New details emerge in unexpected death of 44-year-old Texas Pastor Bryan Dunagan
Dunagan died in his sleep last October
New details emerged this week regarding the unexpected death of a Presbyterian pastor in Texas who died last October at age 44.
Bryan Dunagan, who served a decade as senior pastor of the 5,500-member Highland Park Presbyterian Church in Dallas, passed away in his sleep on Oct. 26 during the early morning hours, according to a public statement from the church at the time.
Dr. Robert J. Burke, an anesthesiologist who also serves as an elder at the church, issued a statement Tuesday explaining that Dunagan died as a result of mixing alcohol with therapeutic doses of anti-anxiety medication and a painkiller.
"After the autopsy and a subsequent careful review of the report by a board-certified toxicologist as well as another forensic medical expert, it appears that a combination of alcohol and the two commonly prescribed medicines, in their regular therapeutic amounts, resulted in a completely unexpected and unintentional cardiac and/or pulmonary event/reaction," Burke wrote.
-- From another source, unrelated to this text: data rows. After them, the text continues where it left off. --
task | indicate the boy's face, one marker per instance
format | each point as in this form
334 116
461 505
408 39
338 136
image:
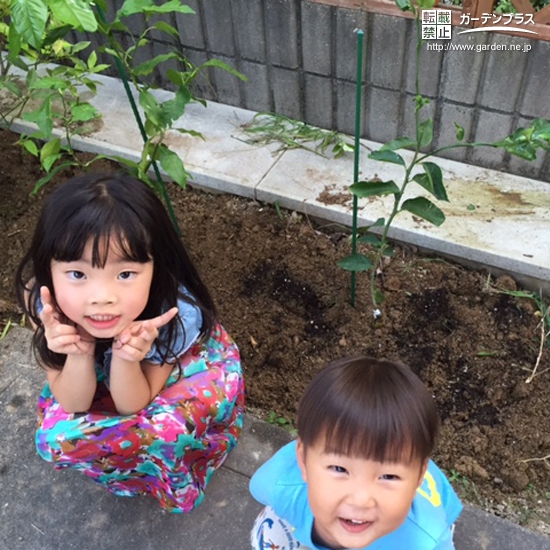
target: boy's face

Burke explained in his statement that while Dunagan was a college athlete at Stanford University, he suffered a knee injury that led to pain for which he was prescribed the opiate Tramadol.
On the day he died, Dunagan had gone on a run and taken Tramadol to treat the soreness in his knee, Burke said.
Dunagan was also prescribed a low dose of sertraline, an SSRI commonly known as Zoloft, to treat anxiety. Burke noted that "Bryan had often mentioned — and even preached about — his anxiety."
"The evening before his death, Bryan hosted family at his home for dinner and drinks," Burke continued. "Early the next morning, Bryan was found unresponsive in his home."
An autopsy report obtained by the Dallas Morning News indicated that the medical examiner ruled Dunagan's death an accident and attributed it to "mixed drug toxicity to include ethanol, tramadol and sertraline."
Burke emphasized that the findings do "not mean that drugs or alcohol were abused or overdosed, or anything untoward or improper occurred."
"For inexplicable reasons, Bryan’s otherwise healthy body reacted in a surprising, sudden, and abnormal manner, resulting in his death," he added.
Dunagan is survived by his three children and his wife, Ali, who also addressed the medical findings in a recent email to the congregation of Highland Park Presbyterian Church.
"We’ve all been warned about the possible side effects and interactions of medications. Unfortunately, Bryan is in the small statistic of folks for whom these interactions were fatal," she wrote.
Ali also mentioned how her husband struggled with anxiety, noting a sermon he gave when he "described his own struggle of being stuck when he first accepted the job to come to Highland Park Pres."
She said that for her husband, medication "combined with accountability and counseling, led to his strong mental fitness and resilient joy."
She also noted how she is still reeling from her husband's death as she struggles to understand it, but that she is relying on God's faithfulness.
"The last few weeks, I’ve had to walk through another trauma as I’m again tempted to ask God, 'Why?'" she wrote. "I’ve spoken with countless doctors who are also puzzled as to how therapeutic levels of commonly prescribed medications could interact in such a way."
"However, I return to the One who walks with us through the uncertainty. God was with Bryan during his tragic passing, and He is with us as we grieve," she added.
During her husband's memorial service last fall, Ali played a clip from one of her husband's sermons in which he taught that while God often does not answer the question of why good people suffer or why there is so much evil and pain in the world, He offers to suffer with them.
"We ask God 'Why?" and His answer is 'With,'" Dunagan preached. "He gives us a new word: with. 'I am with you in this storm, in your pain. I will never leave you, never forsake you. I will be with you.'"
Dunagan said that even Jesus on the cross asked God, "Why?"
"Do you see that God takes our suffering so seriously that He was willing to take it on himself so that we can say with Karl Barth, that 'God would rather be the suffering God of a suffering people than the blessed God of an unblessed people?' And this is good news for those of us who face the storm," he said.